Fue una mirada fugaz, insignificante, pero mi vida ya no volvió a ser la misma. Esos ojos se clavaron como una aguja en mi corazón. Sus miradas (y sus agujas) de otros días ya no tenían nada que ver. Fue como subir una escalera: los dos llegamos al final a la vez, acompasados en cada peldaño, envueltos en la magia de entendernos únicamente con los ojos. Las palabras no llegaban a esa altura de felicidad ni podían resumir el sentimiento de excitación máxima que los dos sentíamos al mismo tiempo. Era todo efímero, imposible, prohibido? y tan inesperado que no pudimos poner muros a lo que estaba pasando entre nosotros dos; no nos dio tiempo a decir «basta».

«No puede ser, ¿no ves que no?, tengo un hijo de seis meses, por Dios, quiero a mi marido, ¿qué estoy haciendo, por qué lo miro así?», pensó ella. O supongo yo que pensó eso, porque no hablamos nada. Todo se resumió en una mirada, pero qué mirada; y qué pregunta?

- Bueno, y tú... ¿ cómo estás?

Era de esos hoteles que llaman con encanto: pequeño, solo diez habitaciones y todas diferentes en una casa de más de doscientos años, muy bien rehabilitada, con un patio de columnas góticas precioso. La atmósfera, llena de silencio, transmitía paz. El viento, que era el gran protagonista del pueblo, para bien o para mal, ahí no entraba. La casa lo había amansado, domesticándolo a lo largo del tiempo, ayudada también por las estrechas calles que rodeaban el edificio. Estaba en el casco antiguo de la ciudad, casi una isla, con el mar en un lado y en el otro el océano; y, más allá, África. De fondo siempre el sonido del viento, el de las gaviotas y la bocina del ferry que entre brumas mañaneras te despertaba alegre. Más magia imposible.

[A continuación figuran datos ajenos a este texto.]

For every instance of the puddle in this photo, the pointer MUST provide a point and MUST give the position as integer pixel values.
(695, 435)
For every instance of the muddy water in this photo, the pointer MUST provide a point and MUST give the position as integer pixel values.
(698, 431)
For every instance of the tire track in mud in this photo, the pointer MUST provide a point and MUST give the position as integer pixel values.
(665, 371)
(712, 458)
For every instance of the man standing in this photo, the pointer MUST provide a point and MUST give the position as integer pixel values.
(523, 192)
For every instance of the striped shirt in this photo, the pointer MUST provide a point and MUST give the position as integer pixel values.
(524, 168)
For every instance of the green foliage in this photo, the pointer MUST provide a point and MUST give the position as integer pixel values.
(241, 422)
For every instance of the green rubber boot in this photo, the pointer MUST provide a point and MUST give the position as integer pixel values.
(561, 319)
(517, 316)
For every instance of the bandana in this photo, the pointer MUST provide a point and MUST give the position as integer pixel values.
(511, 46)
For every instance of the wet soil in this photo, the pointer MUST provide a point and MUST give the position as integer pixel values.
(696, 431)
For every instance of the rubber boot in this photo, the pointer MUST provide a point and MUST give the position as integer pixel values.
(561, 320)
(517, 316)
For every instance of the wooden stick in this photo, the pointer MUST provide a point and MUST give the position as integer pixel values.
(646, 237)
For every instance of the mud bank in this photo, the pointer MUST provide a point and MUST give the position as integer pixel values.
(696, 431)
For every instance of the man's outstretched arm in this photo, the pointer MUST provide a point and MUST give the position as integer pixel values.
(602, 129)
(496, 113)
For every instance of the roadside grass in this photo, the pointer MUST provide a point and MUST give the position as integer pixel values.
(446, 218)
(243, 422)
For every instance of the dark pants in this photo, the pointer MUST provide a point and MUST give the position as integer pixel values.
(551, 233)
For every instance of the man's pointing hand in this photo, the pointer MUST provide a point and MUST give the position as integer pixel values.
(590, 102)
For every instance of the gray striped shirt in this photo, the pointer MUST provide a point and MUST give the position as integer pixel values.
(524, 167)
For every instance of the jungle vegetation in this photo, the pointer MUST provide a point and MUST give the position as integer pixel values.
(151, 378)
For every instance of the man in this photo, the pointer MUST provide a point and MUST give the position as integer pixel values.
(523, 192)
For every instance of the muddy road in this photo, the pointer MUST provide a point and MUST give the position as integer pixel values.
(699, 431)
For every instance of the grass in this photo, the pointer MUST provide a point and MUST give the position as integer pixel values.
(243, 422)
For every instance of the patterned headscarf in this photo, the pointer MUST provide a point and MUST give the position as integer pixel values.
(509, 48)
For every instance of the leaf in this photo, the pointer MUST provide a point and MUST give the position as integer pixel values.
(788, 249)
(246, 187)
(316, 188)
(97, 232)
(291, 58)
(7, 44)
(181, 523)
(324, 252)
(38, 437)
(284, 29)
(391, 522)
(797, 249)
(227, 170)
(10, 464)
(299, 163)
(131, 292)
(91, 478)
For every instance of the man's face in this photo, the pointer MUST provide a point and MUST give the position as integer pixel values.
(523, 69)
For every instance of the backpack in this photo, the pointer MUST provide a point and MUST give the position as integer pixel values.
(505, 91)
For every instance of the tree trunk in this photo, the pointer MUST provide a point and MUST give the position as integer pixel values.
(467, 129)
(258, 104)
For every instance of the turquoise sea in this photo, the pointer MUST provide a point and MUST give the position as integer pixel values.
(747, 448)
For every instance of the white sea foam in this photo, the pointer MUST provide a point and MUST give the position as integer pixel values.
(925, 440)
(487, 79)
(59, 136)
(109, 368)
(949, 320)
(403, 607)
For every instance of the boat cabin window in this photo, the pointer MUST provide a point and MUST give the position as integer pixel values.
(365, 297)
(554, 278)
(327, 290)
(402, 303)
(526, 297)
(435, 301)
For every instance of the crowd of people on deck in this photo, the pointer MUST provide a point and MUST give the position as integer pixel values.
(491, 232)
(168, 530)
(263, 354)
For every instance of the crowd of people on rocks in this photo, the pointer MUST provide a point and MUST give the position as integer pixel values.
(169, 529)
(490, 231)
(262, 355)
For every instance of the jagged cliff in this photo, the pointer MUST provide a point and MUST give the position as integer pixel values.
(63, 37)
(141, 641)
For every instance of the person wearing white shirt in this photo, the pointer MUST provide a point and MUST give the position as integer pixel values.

La vi venir por una de esas estrechas calles, rodeada de grandes macetas con palmeras tropicales, seria, decidida. Entró al hotel y, en ese momento, mientras cruzaba el romántico patio, entre las columnas góticas, todo se derrumbó a su paso. Solo vi su figura elástica; no andaba, navegaba entre las mesitas del desayuno que se me imaginaron olas. Era un cisne en un lago azul, y desapareció enseguida por las escaleras centenarias. Mi mirada enfocó entonces al cartel del hotel: «El escondite del viento», se leía, pero yo pensé otra cosa; pensé en mi escondite de niño, aquel en el que me sentía feliz y seguro, pero siempre solo, y sentí que ella era la compañera que tanto había buscado y, aunque parezca ridículo y precipitado, supe que estaba ante mi amor perdido. Nunca más estaría solo en mi guarida. Cuánta soledad acumulada.

- Es la masajista -me dijo la chica de recepción-, que hoy tiene su primer día y no está para concreciones.

Me entró un escalofrío de ver que no solo podía conocer a esa diosa que me había trastornado la mañana, sino que además podía sentir sus manos sobre mí.

- Por favor, apúnteme para un masaje hoy mismo. No importa la hora - le dije.

Sacó un bloc encabezado por una palabra hiriente, «Acupuntura».

- Perdón -dijo-; es la chica de la acupuntura.

- Bien, bien, es igual. Apúnteme, por favor.

«Y qué más da», pensé yo. El caso era conocerla, verla de cerca, hablar... Después me acordé de mi miedo a las agujas. Pero el deseo de estar con ella era tan grande que ese temor se diluyó como el azúcar en el café.

La cita era a las cinco de la tarde. No tenía hambre, ni sed, ni ganas de nada. Todo lo que me rodeaba era ridículo y accesorio. No podía leer y, sin concentración ni sueño, me tumbé en la cama. Dos horas mirando sin mirar hacia las vigas de madera blanca y el ventilador azul. Hasta que llegó el momento. Estaba muy nervioso, no sabía qué ponerme, ¿pantalón corto o largo? ¿Dónde clavará las agujas? ¿Me dolerá? La hora se venía encima y todo se precipitaba...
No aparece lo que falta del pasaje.